Les négociations aboutissent à une augmentation des salaires

Publié le 03/07/2020

Les négociations salariales, entamées en janvier 2020, auraient dû aboutir pour prendre effet au 1er mars 2020. Un accord a finalement été signé en juin pour une application en octobre. La fédération patronale avait initialement proposé +1,2 %, puis +1,5 % et nous avions finalement obtenu une augmentation des minima de 1,7 %.

La crise sanitaire de la Covid-19 est passée par là, et a bien failli balayer toute revalorisation. Selon l’UNME, dans la plupart des foyers adhérents, la rémunération des salariés placés en activité partielle a été maintenue à 100 %, un geste de solidarité, qui a aussi représenté un effort financier pour les structures. L’avenir, particulièrement la rentrée 2020, suscite de fortes inquiétudes. Dès à présent d’ailleurs, les effets du virus se font sentir, puisque de nombreux étudiants étrangers, qui devaient être accueillis cet été, ont annulé leur séjour en France.

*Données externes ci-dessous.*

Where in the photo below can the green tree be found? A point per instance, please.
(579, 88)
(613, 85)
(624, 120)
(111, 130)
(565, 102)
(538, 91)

Une augmentation effective à partir du 1er octobre 2020

Nous demandions initialement une hausse du point au 1er mars avec un engagement à négocier une nouvelle augmentation qui prendrait effet en octobre 2020, ce qu’avait accepté le collège employeur. Mais c’était avant la crise. La Fep-CFDT a néanmoins obtenu une revalorisation, avec une mise en application différée. Comme, à sa demande, l’accord ne sera pas conditionné à son extension par le ministère du Travail, cela permettra une augmentation, effective de 1,7 % à partir du 1er octobre 2020 − sans quoi cela aurait pu prendre encore de nombreux mois. Les entreprises non adhérentes à l’UNME ne seront quant à elles contraintes d’appliquer l’avenant 69 à la Convention collective du 15 juin 2020 qu’à partir de la date de publication de l’arrêté d’extension, mais elles devront le mettre en œuvre de façon rétroactive si cette dernière intervient après le 1er novembre.

La Fep-CFDT a par ailleurs défendu et obtenu l’application, à partir de cette même date, d’une nouvelle mesure en faveur de l’égalité professionnelle : le report des congés payés acquis avant le congé parental, qui pourront être pris jusqu’à un an après le retour du salarié.